The head of the central bank of the mentioned country made a statement on Monday, February 12, during a meeting of the parliamentary committee. He also noted that digital money is not a substitute for fiat currency.
Adrian Orr stated that stablecoins are not stable. In his opinion, the corresponding digital money is as good as the balance sheet of the one who offers this new generation currency. The mentioned virtual money is pegged to another asset and uses large reserves to maintain its value.
Stablecoins are a form of crypto token. These virtual coins can be buffeted by troubles in the traditional financial world. There are also concerns that stablecoins, as part of a response to the mentioned challenges, may harm the markets.
During a parliamentary committee meeting, Adrian Orr was asked if central banks were worried that independent digital currencies could undermine the global financial system. The answer to this question was yes. Adrian Orr stated in this context that what is advertised on the tin can is not a real filling of the capacity. This response was a kind of demonstration of his attitude towards the proposed alternatives to the central bank’s cash.

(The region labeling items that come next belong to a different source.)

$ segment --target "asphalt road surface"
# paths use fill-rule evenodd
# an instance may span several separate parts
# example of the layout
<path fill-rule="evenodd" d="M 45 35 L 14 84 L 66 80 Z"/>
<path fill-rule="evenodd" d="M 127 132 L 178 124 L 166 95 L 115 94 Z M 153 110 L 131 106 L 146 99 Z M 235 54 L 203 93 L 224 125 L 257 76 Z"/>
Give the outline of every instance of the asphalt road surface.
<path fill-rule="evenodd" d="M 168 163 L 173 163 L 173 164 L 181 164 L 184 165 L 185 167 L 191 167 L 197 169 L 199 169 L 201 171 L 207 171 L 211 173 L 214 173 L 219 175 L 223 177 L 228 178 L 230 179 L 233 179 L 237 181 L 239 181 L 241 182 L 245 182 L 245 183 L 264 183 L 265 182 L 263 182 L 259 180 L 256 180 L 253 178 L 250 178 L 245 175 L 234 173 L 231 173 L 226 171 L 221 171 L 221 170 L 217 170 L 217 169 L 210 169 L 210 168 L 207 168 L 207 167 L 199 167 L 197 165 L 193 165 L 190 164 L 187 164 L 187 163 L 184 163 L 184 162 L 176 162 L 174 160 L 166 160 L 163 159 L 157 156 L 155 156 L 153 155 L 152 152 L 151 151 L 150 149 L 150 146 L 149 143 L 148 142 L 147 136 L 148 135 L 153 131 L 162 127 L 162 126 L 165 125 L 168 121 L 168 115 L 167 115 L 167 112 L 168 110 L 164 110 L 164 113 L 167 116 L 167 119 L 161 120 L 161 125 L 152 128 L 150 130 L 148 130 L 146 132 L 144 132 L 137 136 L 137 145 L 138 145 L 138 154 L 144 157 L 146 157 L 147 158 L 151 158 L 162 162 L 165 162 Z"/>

Adrian Orr also stated that Bitcoin is not a medium of exchange, but people are trying to use it precisely within the framework of the appropriate applying scenario. The head of the central bank of Indonesia noted that the mentioned digital currency has other purposes, but does not replace or even complement the money of the financial regulator.

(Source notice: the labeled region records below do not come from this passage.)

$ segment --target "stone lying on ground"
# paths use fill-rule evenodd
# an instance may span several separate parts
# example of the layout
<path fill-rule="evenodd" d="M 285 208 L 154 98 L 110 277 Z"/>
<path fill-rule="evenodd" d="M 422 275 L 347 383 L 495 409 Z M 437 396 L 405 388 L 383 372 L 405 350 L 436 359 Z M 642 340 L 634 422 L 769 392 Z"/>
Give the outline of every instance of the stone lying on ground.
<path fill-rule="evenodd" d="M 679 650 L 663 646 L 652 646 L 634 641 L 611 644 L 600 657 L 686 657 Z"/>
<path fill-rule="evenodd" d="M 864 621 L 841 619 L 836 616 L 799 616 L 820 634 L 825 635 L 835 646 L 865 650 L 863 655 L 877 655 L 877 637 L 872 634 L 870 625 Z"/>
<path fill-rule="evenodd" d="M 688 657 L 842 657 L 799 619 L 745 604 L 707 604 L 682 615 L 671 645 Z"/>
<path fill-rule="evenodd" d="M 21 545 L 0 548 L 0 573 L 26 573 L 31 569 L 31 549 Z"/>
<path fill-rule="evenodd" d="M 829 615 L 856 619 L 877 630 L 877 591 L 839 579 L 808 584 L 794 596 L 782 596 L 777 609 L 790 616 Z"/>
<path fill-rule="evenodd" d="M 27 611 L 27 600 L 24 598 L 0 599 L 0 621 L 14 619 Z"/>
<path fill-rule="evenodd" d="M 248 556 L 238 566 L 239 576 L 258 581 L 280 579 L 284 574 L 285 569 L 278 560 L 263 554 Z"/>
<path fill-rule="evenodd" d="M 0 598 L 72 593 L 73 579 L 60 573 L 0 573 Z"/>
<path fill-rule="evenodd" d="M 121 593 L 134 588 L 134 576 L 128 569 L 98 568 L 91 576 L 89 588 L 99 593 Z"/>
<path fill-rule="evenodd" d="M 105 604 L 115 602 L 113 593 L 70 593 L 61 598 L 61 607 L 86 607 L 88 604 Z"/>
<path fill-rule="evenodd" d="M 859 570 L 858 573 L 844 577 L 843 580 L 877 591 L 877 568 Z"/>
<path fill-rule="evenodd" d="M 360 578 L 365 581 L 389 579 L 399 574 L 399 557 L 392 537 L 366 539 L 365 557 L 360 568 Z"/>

Adrian Orr spoke about his perception of digital currencies a few days after United States Treasury Secretary Janet Yellen, during a speech before the House Financial Services Committee, stated concerns about stablecoins. She noted that the Financial Stability Oversight Council when monitoring various risks, focused on digital assets and the potential negative aspects of its use. In this context, Janet Yellen mentioned the launch of crypto platforms and stablecoins, vulnerabilities related to the volatility of the value of crypto assets, and the spread of platforms that operation is carried out outside the area of laws or in violation of existing rules in the financial system.
The Treasury Secretary of the United States also stated the need to ensure compliance with regulations. She called on Congress to pass a law regulating stablecoins and the spot market for crypto assets that are not securities.
The intention to separate digital assets that are not securities is a kind of signal about the changes that may occur with cryptocurrencies and virtual coins designed to be tied to value stores or used as part of making purchases.
Two years ago, the Federal Reserve posted a publication on its blog that contained a statement that stablecoins are not the future of payments. The financial regulator also noted that the reserve backing of the mentioned digital coins can tie up assets and reduce liquidity. Separately, the Federal Reserve said that tokenized deposits would be the best option.
Two years ago, in the United States, more than a third of companies held the view that using blockchain and cryptocurrencies was too risky. However, digital solutions will in one or another way move into the category of traditional assets in the future and add to the list of facts about US money. It is still unknown when exactly this will happen. At the same time, one should not exclude the possibility of an unforeseen scenario for the development of the financial system, which will provide for currently non-existent means of payment and types of assets.
As we have reported earlier, Hong Kong Proposes New Regulatory Regime for Stablecoin Issuers.